江嶼:“沒事,這人骨頭很硬,但他的同伴不是,我有分寸。”

魏白嘆氣,也罷,這兩人反正不是什麽好人,略施懲罰不要緊,而且,這件事後,會不會有人保他們也難說。

那兩位綁匪一個晃神,陷入了一片虛無。

這裏什麽都沒有,卻能聽到種種哀鳴聲,他們在嘶嚎、在哭訴蘇,在憤怒。

領頭人雖然嚇了一跳,卻很快又冷靜下來,忽視周圍的環境。

他摸了摸手腕,沒有摸到手銬,也不擔心對方,而是繼續無所謂的站著,不說從這裏捕到珍惜動物,他就發了,就黑暗小事情?他完全可以抗過。

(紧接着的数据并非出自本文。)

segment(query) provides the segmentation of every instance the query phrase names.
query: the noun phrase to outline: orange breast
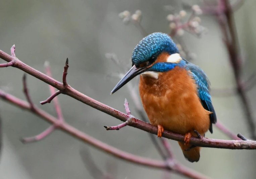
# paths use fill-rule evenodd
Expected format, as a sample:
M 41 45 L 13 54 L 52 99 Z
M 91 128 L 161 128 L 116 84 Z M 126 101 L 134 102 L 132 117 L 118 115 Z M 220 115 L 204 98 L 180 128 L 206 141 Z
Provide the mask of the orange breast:
M 202 105 L 188 71 L 176 66 L 158 75 L 156 79 L 141 75 L 140 79 L 140 95 L 151 123 L 183 134 L 193 129 L 206 132 L 210 112 Z

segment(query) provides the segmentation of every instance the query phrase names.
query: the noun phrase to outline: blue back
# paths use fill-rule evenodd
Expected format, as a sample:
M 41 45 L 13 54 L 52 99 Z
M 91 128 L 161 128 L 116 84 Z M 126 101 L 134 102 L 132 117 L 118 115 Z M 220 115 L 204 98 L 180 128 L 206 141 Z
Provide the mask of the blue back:
M 198 66 L 184 59 L 183 60 L 186 62 L 187 68 L 191 72 L 192 77 L 195 80 L 197 86 L 198 95 L 202 105 L 205 109 L 212 112 L 210 115 L 211 123 L 209 127 L 209 130 L 212 133 L 212 124 L 217 122 L 217 116 L 212 103 L 211 97 L 209 93 L 210 81 L 205 73 Z

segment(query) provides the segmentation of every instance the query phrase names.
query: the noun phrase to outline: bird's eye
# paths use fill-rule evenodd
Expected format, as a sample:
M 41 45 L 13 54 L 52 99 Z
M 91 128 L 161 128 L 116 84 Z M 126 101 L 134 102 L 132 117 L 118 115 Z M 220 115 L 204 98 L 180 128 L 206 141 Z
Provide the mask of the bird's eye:
M 150 64 L 152 64 L 154 63 L 156 60 L 156 57 L 155 56 L 152 56 L 150 59 L 149 59 L 149 60 L 148 60 L 148 61 Z

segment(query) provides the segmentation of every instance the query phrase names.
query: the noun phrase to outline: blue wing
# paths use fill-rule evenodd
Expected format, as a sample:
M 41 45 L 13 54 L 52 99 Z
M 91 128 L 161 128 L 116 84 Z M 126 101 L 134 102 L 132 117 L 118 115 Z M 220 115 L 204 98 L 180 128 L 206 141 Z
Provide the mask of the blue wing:
M 212 124 L 215 124 L 217 122 L 217 116 L 212 103 L 211 97 L 209 93 L 210 81 L 205 73 L 198 66 L 185 60 L 187 64 L 187 68 L 191 72 L 192 77 L 196 83 L 198 95 L 202 105 L 205 109 L 212 112 L 210 114 L 210 123 L 209 127 L 209 130 L 212 133 Z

他看到了莫靈白澤的模樣,但也沒想過,白澤就是那個女人,只以為是什麽珍稀動物。

雖然那女人死了很可惜,但這一頭珍惜動物,捕回去給那些大貴族看,說不定還能送上拍賣場。

而且,那些大貴族比起活物,更喜歡皮毛,捕捉過程都不用計較生死,比那一定要活著的女人,好運輸太多。

他不屑一顧,貪婪的計算著這次成功後的利益,只要想象那麽多錢,他又可以去拉斯維加斯,運氣好說不定資產能一次翻倍,整個人都無比的快樂。

他不停沈浸在自己的幻想中,仿佛能看到向他撲面而來的鈔票,女人,整個人都開始瘋魔。

完全沒註意到,隨著他呆在這裏的時間越來越長,他漸漸模糊了時間的概念,在那些奢靡包裹的幻影下,哀嚎聲卻越來越大,仿佛那些東西正在靠近他。

他還在花天酒地,直至獸類血腥濕潤的鼻息向他的臉噴去,鋒利的牙齒從他皮膚上劃過,他才反應過來,想要逃跑。

但這個時候,已經晚了,疼痛席卷了他,他不由得慘叫。

“別亂叫,擾民,你到底說不說。”

他感受到臉上被打了一巴掌,聽到了剛剛詢問他的那個恐怖的男聲,卻松了口氣,那些果然都是假的,他還好好在這裏。

領頭人得意的想,就這?開口道:“這點小意思,一點都嚇不到我,我在那可爽了,要不再多來點,爺爺心情好了,說不定……”

而另一位綁匪和他不同,他更膽小,在幻想裏遭遇了更可怕的事,現在清醒,背上全是冷汗。

他聽著老大的叫囂,看著周圍的亮光,這裏還是那個江邊,可剛剛感受到的那些,是什麽?

難道是幻想?不對,那種被撕裂的疼痛,讓他的肌肉現在還在抽動,絕對不是幻想。

他閉了閉眼,直接打斷老大的話:“我說,我願意說,我們就是看道暗網上高價收購的人,她正好也神志不清,我們就順勢綁了她,要去換錢。”

領頭人聽到小弟皮子這麽軟,一下就怒了:“你在說什麽!”

小弟不管不顧,全都倒了出來:“我都是聽他的,他說怎麽做就怎麽做,我們還在計劃,那女人自己跑了。”

領頭人看事與願違,而且看這些人挺在乎那女人的樣子,直接刺激在場的人:“誰叫那女人不聽話,中途跑了不說,還直接跳進了河裏,我們可沒有逼她!!!!”

幾個人臉色瞬間變差,不說別的,除了魏白,在場誰不知道莫靈只會一點水,在這種波浪洶湧的江上,怎麽可能活下來。

江嶼不敢想相信,但他的能力在告訴他,這人,說的是真話,沒有隱瞞。

他腿一軟,跪倒在地,他怎麽就那麽大意,明明之前莫靈就坐在他身邊,如果,他能再分些心思給她,她是不是就不會這麽神志不清的離開,最後進入這冰冷的河水中。

劉令儀也一下哭了出來,魏澤也不願意相信,開始聯系人,想讓人趕緊去河上打撈再請下游的船只幫忙註意。